Veiled Rose

“Why are you lying to me, Foxbrush?”


“I’m not, I—” He made the mistake of looking into her eyes, which were very wide and very blue and very much fixed on his. All the manly resolve with which he’d been blessed fled him in that moment, and he bowed his head. “She wasn’t a goat girl,” he whispered.

Daylily opened her mouth to speak, then closed it and frowned as she considered his words. “What was she, then?”

“She was . . . it was . . .” Foxbrush licked his lips and dropped his voice to a whisper. “Leo was bewitched.”

“How intriguing,” Daylily said dryly. She shook her head. “Don’t bandy words about, my dear Foxbrush. All I ask of you is—”

“It’s true!”

No one ever interrupted Daylily. Her eyes flashed. But she saw the expression on Foxbrush’s face before he turned his back on her and stood with his head bowed and a hand pressed into the desk for support. So she said nothing and waited for him to continue.

“It’s true,” he repeated in a lower voice. “But we don’t speak of such things here. We all know it, and we all pretend not to. The monster does not exist according to us here at Hill House. But the whole mountain knows the truth of the matter.” He was, Daylily noticed, trembling. “Leo was bewitched, and it wasn’t by a goat girl. I know this as sure as I’m standing here. I . . . I saw her myself.”

Not a feature moved on Daylily’s face, and she was silent for some time. At last she said in a cool voice, “I have no doubt that you believe everything you have told me.” She got to her feet but did not grace Foxbrush with a glance when he turned back to her. Instead she gathered her skirts and started toward the door, saying to herself as she went and not caring who heard, “I’ll get to the truth of this matter yet. Whatever it may be.”





Tell me what you want.

Leo stirred fitfully, somewhere between the waking world and the world of dreams, comfortable in neither. Over and over, the phrase circled through his mind. Sometimes he thought he dreamt it; others, he believed he heard the voice in his ear.

Tell me.

He startled awake at last and sat up in bed. The moon was bright and shining through those dragon-eaten curtains, which again looked so much like a tall woman to him. Leo forced himself to stare at them, and they devolved back into drapes of velvet edged in moonlight. But his heart continued pounding.

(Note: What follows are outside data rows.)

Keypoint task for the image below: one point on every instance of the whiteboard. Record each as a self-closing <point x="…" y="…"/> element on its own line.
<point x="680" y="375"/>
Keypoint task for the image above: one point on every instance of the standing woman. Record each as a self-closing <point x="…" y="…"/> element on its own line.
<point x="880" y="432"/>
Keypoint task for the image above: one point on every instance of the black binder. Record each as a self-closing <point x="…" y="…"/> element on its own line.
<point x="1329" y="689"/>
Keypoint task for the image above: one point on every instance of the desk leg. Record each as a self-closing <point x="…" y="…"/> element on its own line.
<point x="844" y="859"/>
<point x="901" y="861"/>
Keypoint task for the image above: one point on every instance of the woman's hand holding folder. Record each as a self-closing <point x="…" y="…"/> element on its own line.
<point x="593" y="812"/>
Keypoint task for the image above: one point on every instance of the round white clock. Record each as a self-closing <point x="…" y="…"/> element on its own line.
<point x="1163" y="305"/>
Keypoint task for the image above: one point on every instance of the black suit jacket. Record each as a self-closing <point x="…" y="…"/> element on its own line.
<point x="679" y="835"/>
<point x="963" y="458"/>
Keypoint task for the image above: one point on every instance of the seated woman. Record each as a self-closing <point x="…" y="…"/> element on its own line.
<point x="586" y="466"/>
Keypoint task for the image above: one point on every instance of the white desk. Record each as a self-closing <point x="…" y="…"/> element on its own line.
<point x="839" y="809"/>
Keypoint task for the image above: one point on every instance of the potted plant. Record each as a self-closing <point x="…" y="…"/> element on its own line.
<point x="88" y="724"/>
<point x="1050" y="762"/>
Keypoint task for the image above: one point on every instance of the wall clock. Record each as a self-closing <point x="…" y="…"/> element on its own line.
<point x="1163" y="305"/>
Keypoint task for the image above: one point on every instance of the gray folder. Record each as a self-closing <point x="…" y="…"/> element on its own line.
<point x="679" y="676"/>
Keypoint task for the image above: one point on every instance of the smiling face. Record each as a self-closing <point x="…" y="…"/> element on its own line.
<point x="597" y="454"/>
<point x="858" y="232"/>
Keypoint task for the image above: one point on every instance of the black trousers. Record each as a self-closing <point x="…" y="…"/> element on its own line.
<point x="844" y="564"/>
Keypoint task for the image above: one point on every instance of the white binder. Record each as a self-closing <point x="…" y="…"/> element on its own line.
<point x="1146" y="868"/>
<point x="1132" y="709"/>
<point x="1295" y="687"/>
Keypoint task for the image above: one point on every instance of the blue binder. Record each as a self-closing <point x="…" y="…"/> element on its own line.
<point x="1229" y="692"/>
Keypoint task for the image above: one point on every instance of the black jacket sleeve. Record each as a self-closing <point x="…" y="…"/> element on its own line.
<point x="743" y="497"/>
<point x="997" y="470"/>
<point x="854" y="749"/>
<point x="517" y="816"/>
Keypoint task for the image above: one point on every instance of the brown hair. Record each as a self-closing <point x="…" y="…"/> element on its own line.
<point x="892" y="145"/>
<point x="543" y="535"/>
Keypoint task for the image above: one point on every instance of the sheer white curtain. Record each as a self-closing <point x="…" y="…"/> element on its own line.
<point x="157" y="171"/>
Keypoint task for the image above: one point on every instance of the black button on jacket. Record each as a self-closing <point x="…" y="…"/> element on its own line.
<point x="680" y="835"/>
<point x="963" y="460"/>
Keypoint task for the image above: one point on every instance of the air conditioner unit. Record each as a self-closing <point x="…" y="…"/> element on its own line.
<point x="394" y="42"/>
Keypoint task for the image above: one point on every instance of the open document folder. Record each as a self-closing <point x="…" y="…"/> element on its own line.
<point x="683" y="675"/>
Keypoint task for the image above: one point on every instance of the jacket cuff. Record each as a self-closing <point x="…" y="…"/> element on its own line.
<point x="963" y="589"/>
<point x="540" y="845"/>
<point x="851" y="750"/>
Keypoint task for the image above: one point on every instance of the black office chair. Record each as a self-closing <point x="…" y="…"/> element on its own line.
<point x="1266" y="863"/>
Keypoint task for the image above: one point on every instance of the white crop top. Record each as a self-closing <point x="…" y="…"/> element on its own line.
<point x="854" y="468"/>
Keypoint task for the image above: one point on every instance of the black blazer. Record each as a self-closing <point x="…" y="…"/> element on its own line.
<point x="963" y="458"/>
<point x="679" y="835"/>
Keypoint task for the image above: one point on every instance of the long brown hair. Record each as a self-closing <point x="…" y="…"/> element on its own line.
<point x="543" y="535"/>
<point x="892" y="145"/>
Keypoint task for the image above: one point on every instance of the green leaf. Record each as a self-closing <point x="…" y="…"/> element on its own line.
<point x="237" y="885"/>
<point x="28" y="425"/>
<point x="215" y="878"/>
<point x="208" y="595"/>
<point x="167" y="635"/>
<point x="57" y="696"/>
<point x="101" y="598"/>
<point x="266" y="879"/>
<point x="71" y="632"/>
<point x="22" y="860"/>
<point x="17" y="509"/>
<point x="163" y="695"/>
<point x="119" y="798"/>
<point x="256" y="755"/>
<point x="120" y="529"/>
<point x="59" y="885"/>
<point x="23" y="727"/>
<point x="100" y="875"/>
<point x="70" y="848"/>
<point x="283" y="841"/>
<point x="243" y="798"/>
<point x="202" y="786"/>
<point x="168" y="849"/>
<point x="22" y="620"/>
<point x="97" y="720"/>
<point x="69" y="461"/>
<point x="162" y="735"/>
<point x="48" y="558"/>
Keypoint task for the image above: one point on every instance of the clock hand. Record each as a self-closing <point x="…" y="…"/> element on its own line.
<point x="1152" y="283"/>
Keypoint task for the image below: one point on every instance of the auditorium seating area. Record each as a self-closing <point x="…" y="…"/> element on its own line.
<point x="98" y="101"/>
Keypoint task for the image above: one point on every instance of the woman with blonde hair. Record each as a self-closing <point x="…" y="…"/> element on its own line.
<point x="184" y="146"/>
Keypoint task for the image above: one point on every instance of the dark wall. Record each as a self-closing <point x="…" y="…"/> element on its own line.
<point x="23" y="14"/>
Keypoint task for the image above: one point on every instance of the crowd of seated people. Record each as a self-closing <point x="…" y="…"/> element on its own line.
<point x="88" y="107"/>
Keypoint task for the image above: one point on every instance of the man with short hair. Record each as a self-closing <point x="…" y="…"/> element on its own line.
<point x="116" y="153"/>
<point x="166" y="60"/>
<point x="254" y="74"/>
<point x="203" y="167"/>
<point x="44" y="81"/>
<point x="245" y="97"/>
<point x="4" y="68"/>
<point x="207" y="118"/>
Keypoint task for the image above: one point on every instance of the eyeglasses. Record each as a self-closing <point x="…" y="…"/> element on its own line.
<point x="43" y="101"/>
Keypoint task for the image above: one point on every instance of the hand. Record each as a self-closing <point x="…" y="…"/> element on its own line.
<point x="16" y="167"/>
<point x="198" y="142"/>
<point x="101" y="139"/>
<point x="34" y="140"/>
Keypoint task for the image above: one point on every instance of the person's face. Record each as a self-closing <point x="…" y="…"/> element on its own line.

“What do I want?” he muttered to himself, picking at his bedclothes and finally pushing them back altogether and swinging his legs over the side of the bed. His feet sought across the cold floorboards until they found slippers, and he shrugged himself into a dressing gown. Hardly knowing what he was doing, he left his room without a candle and made his way down the passageway, down the stairs.

“What do I want?” A midnight snack, perhaps? He rubbed his eyes as though he could somehow rub the sleep right out of them, but his head remained woolly. He crept into the kitchen, which seemed so ghostly and abandoned with the fire banked and Redbird not at her post. No one to guard the larder. But food was definitely not what Leo desired just then.

The back kitchen door creaked when he opened it, and he cringed at the sound. He left it cracked open for fear it might latch behind him, then stepped out into the gardens. “What do I want?” he murmured as he went. He had gone a good ten paces before he stopped and scratched the top of his head. “And what, by Bebo’s crown, am I doing out here?”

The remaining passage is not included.